Me estreno hoy día 23 de junio para hablar sobre nuestro continente. La fecha de hoy, remarcada por el referéndum sobre la permanencia del Reino Unido en la Unión Europea, es pues oportuna para hablar sobre el rumbo de Europa.

Esta reflexión no se hace necesaria solamente por la permanencia británica sino por una serie de fenómenos políticos y sociales que están teniendo lugar en el viejo continente. Estos fenómenos nacen de nuevos retos siendo el más destacable la crisis de refugiados.

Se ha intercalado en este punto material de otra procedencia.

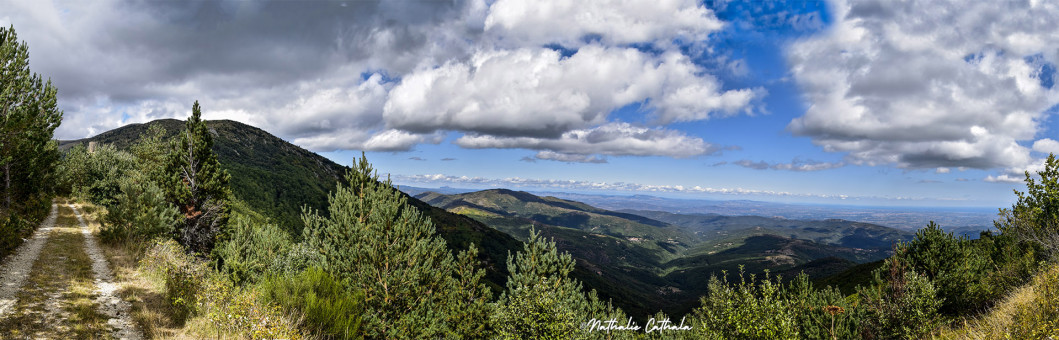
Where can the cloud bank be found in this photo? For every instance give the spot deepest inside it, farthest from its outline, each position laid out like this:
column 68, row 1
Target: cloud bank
column 390, row 75
column 930, row 84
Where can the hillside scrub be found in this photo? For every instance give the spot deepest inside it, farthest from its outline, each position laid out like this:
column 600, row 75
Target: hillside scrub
column 374, row 243
column 29, row 117
column 373, row 266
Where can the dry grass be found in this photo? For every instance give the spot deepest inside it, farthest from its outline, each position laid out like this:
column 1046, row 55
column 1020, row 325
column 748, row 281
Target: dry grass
column 1019, row 316
column 151, row 310
column 58, row 300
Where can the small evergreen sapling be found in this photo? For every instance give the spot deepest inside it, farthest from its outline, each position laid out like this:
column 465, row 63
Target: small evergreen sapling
column 198, row 186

La anterior crisis ha desencadenado un desafortunado ascenso de la extrema derecha, a la cual ya creíamos definitivamente sepultada bajo los extendidos valores de la democracia. No obstante, el pasado mes de mayo, tuvimos que expectar sobrecogidos lo cerca que estuvo un partido xenófobo (el FPO) de hacerse con el gobierno de Austria por no hablar del peligroso aumento del número de votos de otras fuerzas ultraderechistas como el Frente Nacional en Francia, Amanecer Dorado en Grecia, el Jobbik en Hungría etc.

Así pues tanto el Brexit como el ascenso de la extrema derecha se constituyen como fuentes de inestabilidad para la UE, como, sin lugar a dudas, una amenaza para el futuro de Europa; son dos caras de una misma moneda. Sin embargo, pese a la preocupación que estos acontecimientos conllevan, podemos hacer una lectura con mayor amplitud de miras. Toda etapa de cambio conlleva inestabilidad que, una vez superada, conduce al progreso.

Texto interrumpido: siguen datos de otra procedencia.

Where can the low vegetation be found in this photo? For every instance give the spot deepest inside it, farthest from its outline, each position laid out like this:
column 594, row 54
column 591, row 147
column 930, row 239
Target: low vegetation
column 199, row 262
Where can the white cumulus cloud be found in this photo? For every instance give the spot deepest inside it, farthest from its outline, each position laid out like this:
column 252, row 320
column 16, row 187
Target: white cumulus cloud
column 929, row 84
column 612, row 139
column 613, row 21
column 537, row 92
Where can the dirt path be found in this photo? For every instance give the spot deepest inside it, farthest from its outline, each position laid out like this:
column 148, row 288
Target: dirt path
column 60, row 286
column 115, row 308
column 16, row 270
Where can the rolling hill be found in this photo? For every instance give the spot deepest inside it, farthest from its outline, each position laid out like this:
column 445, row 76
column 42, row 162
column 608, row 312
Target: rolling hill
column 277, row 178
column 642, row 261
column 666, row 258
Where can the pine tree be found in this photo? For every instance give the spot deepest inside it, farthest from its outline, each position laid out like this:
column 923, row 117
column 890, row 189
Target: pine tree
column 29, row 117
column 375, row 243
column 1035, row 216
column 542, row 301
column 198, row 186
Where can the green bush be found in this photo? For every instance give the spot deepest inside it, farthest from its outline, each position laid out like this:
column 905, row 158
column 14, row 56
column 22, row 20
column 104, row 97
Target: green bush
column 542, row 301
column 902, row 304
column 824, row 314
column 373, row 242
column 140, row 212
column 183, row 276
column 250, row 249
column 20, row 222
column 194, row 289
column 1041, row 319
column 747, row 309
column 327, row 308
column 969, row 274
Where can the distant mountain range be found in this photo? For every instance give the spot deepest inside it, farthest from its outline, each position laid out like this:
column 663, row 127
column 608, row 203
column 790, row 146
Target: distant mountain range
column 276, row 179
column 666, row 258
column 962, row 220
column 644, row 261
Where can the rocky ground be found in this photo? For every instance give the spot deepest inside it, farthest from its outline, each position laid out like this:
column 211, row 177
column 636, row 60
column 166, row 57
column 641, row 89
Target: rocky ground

Como si de una ley histórica se tratara, en todo momento de profundos cambios surge la reacción, fuerzas anacrónicas que intentan dar marcha atrás al reloj de la historia como lo fue la firma del Congreso de Viena en 1815 que pretendió salvar un sistema social ya caduco, el Antiguo Régimen. De este modo, bajo la perspectiva optimista, vemos como la inestabilidad y el intento de volver al pasado no más que una etapa de algo más grande, el cambio histórico.

En conclusión, los europeos y las europeas atravesamos un momento de inestabilidad amenazados por tendencias que buscan recuperar modelos del pasado basados en el aislamiento nacional que son contrarios al cambio al rumbo de la historia en el contexto de un mundo globalizado. Así pues Europa atraviesa una tormenta de la que saldrá fortalecida y cambiada, habiendo superado sus errores y habiéndose impuesto el progreso sobre el deseo de dar marcha atrás.